Maybe it is because this scenario is foreign to most of us today.  In the age of instant gratification, it is enchanting to consider wanting something so much that it is all you can think about, and having to wait patiently for it for an indefinite amount of time.  Isn’t the old saying still true that anything that is worth having is worth waiting for?  The virtues of patience and perseverance are deeply ingrained in Western (and particularly American) culture even if those virtues seem to be slipping away as technology progresses, so perhaps there is some part of the soul of the iPad generation that longs for the opportunity to really want something and to have to wait for it – to earn it.

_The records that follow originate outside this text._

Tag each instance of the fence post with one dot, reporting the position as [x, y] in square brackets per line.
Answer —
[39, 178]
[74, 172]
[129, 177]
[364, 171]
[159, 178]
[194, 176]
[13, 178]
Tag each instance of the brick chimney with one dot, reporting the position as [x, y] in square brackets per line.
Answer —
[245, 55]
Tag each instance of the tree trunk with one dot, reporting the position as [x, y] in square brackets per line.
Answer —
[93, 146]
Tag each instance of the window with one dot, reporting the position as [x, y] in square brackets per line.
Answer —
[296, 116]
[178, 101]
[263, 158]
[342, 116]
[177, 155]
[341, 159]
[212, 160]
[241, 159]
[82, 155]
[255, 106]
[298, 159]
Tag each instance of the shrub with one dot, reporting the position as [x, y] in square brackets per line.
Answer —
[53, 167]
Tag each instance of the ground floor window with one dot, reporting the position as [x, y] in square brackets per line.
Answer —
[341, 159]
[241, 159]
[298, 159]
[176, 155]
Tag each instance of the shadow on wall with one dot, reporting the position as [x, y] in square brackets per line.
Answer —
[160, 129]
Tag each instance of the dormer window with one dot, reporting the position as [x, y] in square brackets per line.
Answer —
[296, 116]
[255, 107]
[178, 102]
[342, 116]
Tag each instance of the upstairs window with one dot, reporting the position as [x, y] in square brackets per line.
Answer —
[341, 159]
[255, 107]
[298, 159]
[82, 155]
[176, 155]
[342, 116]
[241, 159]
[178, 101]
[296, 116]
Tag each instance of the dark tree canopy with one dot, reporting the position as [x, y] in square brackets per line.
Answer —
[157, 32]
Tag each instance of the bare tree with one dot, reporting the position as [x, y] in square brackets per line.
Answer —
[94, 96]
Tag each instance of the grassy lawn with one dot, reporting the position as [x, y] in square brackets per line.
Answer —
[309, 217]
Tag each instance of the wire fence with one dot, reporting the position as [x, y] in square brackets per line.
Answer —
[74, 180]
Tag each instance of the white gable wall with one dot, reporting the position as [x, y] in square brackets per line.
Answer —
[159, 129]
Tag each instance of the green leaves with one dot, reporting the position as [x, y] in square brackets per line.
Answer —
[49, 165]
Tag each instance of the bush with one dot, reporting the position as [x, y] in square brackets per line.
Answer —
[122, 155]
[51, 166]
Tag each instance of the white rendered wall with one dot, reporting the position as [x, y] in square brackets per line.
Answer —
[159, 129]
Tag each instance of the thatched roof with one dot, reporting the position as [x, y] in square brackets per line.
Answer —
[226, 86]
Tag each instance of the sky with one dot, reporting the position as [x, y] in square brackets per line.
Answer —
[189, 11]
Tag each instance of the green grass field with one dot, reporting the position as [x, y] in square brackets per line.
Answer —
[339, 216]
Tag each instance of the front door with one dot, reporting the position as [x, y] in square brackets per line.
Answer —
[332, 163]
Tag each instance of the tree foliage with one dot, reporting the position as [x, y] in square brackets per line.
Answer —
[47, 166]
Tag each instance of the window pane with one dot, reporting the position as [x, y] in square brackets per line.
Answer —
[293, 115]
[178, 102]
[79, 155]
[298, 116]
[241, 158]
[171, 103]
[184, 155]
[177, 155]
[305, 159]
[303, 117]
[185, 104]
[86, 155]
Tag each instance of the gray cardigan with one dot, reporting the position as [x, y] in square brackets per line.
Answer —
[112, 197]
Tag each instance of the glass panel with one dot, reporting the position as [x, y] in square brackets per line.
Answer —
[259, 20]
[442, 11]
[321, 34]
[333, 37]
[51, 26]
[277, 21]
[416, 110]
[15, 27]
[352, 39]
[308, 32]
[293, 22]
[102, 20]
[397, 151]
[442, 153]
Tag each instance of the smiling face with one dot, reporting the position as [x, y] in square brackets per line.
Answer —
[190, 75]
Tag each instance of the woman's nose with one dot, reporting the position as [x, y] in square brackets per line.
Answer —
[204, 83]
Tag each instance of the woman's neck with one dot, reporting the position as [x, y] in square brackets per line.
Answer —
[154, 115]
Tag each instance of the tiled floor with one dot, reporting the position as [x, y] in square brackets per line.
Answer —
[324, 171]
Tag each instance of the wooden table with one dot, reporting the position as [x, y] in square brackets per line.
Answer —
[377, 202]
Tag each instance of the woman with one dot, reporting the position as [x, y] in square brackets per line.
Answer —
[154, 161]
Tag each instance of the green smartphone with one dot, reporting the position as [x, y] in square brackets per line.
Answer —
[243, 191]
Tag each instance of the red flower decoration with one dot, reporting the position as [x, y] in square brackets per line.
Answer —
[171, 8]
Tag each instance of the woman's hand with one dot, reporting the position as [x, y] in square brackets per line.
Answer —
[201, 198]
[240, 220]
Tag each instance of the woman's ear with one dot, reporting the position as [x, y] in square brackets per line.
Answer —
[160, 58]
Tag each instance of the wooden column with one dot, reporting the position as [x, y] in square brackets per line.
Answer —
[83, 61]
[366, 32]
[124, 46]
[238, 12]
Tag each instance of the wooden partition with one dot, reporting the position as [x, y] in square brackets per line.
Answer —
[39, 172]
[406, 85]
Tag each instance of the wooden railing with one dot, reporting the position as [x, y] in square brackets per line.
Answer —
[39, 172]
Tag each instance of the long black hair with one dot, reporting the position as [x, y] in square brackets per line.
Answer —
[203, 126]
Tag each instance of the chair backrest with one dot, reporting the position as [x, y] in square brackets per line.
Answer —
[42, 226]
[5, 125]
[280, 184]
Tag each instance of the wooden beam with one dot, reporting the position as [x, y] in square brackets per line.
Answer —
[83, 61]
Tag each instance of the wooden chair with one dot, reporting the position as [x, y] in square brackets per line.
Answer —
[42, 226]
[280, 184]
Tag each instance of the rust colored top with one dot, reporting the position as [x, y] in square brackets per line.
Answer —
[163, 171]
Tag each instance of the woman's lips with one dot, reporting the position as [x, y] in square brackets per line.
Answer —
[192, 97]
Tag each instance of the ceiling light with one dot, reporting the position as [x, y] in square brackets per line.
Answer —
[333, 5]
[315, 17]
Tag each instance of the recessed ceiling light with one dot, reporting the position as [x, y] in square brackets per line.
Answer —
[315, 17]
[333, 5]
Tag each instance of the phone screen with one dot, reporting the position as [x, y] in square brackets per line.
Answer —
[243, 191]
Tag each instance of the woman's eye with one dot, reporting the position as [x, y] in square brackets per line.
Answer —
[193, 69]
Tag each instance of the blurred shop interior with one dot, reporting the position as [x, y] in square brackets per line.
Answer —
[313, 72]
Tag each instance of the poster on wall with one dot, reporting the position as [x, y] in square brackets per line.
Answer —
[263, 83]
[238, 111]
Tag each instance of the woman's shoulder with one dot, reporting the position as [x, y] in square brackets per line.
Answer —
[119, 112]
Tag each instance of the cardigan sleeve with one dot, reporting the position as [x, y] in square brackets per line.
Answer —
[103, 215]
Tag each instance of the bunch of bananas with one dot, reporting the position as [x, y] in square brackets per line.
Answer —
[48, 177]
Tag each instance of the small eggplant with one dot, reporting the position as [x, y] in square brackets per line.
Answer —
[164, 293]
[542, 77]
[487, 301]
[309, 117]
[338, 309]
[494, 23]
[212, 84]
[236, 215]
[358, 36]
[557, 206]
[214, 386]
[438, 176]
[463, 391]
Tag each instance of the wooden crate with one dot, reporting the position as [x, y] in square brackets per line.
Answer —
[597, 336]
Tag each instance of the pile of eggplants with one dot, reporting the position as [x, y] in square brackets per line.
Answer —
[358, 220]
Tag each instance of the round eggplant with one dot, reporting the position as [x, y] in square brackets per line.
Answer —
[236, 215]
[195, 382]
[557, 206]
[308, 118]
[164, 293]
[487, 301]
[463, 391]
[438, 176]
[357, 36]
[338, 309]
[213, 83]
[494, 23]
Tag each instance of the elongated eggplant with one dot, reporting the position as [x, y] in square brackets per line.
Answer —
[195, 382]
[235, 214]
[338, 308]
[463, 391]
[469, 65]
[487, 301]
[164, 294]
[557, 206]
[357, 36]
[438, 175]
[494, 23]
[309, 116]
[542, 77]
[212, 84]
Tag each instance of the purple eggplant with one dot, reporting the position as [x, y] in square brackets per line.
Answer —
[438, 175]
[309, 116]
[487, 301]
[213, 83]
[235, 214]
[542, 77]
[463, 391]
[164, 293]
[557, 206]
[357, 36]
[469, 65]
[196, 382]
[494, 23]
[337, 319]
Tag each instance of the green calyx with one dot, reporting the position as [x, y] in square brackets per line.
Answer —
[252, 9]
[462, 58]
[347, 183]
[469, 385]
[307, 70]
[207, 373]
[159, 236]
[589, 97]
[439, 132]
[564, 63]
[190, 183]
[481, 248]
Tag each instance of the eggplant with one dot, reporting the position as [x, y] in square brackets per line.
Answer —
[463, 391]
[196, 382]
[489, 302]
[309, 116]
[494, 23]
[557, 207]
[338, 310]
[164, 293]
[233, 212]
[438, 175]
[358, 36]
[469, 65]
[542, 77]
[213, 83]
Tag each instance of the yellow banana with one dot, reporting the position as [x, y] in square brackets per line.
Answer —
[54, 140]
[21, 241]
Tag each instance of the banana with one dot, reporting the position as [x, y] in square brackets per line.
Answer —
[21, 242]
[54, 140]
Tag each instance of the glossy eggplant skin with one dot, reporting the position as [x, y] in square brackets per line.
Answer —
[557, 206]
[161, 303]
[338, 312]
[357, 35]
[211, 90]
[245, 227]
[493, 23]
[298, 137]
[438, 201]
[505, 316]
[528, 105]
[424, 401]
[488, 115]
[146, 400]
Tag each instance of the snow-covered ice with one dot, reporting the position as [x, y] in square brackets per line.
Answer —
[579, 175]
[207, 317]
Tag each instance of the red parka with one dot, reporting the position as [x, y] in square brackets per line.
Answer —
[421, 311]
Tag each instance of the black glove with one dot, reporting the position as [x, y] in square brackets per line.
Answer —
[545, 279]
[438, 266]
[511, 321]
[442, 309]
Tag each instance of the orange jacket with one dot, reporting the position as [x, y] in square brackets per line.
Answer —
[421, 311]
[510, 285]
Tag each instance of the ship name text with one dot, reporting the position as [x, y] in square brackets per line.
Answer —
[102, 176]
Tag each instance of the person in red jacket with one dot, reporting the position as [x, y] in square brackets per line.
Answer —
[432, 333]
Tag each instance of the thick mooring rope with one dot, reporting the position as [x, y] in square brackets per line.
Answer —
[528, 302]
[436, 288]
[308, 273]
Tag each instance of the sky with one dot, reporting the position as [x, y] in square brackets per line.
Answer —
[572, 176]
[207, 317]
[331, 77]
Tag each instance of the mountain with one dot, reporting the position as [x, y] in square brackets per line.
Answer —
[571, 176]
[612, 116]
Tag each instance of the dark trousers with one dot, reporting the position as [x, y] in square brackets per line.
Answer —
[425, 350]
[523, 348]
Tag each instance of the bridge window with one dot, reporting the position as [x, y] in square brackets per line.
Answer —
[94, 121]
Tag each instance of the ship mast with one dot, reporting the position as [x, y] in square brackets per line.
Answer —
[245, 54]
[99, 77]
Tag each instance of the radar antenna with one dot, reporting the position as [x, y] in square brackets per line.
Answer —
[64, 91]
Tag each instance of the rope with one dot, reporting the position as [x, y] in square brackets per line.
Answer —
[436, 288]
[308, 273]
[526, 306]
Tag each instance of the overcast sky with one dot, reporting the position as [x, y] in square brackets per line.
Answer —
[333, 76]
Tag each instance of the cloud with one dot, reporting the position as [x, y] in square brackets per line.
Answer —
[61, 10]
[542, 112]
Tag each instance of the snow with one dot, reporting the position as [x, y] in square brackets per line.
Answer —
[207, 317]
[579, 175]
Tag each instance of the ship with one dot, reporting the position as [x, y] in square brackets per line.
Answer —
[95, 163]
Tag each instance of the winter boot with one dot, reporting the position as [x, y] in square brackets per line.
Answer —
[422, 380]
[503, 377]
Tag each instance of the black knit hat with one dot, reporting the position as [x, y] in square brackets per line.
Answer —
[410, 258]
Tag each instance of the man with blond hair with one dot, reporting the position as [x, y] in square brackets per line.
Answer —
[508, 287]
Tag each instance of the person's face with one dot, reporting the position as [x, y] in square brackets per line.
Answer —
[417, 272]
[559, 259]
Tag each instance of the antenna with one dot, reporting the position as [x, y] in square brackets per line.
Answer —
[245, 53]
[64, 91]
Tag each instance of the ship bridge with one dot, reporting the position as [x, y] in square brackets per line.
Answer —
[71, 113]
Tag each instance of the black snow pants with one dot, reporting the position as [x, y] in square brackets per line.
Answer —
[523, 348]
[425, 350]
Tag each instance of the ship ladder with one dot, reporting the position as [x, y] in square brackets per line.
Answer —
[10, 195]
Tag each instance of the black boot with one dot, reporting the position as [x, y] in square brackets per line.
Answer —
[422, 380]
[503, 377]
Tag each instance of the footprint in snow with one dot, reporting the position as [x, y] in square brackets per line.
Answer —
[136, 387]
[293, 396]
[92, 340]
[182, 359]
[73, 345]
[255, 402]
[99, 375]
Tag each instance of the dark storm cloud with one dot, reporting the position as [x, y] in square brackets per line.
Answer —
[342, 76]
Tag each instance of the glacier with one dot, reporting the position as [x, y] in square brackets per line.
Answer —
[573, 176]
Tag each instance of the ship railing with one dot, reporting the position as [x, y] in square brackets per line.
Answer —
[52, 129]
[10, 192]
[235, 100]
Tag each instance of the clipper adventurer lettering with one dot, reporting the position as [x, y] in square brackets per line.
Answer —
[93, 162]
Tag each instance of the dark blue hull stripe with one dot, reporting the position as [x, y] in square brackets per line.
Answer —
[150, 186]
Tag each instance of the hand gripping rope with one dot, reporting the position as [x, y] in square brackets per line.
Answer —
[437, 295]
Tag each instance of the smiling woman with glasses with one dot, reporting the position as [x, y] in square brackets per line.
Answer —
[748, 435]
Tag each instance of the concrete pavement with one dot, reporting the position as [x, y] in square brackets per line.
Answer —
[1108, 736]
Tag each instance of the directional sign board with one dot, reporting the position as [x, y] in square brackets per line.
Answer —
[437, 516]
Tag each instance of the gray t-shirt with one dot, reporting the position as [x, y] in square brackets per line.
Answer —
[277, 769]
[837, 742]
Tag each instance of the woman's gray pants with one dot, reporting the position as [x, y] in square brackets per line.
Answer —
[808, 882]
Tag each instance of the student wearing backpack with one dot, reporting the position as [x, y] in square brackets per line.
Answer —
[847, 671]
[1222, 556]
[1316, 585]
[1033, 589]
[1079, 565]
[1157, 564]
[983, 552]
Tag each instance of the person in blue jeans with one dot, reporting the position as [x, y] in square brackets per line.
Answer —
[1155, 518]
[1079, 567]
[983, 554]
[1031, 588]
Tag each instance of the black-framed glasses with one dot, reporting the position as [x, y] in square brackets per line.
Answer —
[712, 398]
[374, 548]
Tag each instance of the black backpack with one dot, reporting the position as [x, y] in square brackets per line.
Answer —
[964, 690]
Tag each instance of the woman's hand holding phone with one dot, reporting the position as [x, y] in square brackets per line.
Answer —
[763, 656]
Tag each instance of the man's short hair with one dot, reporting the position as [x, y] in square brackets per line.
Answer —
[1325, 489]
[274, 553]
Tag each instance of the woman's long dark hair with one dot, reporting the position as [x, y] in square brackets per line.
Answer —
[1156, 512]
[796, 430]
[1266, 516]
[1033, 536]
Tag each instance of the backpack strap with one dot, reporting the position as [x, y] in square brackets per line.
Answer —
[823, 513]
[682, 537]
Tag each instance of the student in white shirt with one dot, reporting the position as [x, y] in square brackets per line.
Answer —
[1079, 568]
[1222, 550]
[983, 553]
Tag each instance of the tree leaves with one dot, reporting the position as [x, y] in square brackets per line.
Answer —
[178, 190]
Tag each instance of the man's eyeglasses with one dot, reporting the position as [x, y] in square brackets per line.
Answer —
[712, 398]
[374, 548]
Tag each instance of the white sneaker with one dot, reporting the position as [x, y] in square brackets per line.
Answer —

Three episodes into the new BBC miniseries “Parade’s End,” I found myself shouting at the television, “For goodness’s sake, would someone please just give someone a HUG?!”  While the romantic tension in the lead characters’ relationships was titillating, I was confused and a bit frustrated – “Why won’t she just kiss him?  Why doesn’t he hold her hand?  Why won’t SOMEONE SAY THEY LOVE SOMEONE!!!”    It seems so strange for someone truly in love to let social mores and fear bind them so tightly.  But perhaps the same fears that keep the characters in Victorian times from realizing a loving relationship are those that keep us from doing the same in modernity.  In these Victorian and turn-of-the-century stories, the relationship is an emotionally committed one with both parties afraid to follow through with physical consummation because of possible social and personal ramifications.  Today, many people freely engage in acts of physical consummation, but it’s the desire for emotional commitment that we are often afraid to admit.  A Victorian might face scandal and humiliation in his or her local town or parish, but a modern lover who takes a chance and is rebuffed could face humiliation in front of everyone they’ve ever friended within seconds.  Perhaps we are just as tightly bound as they.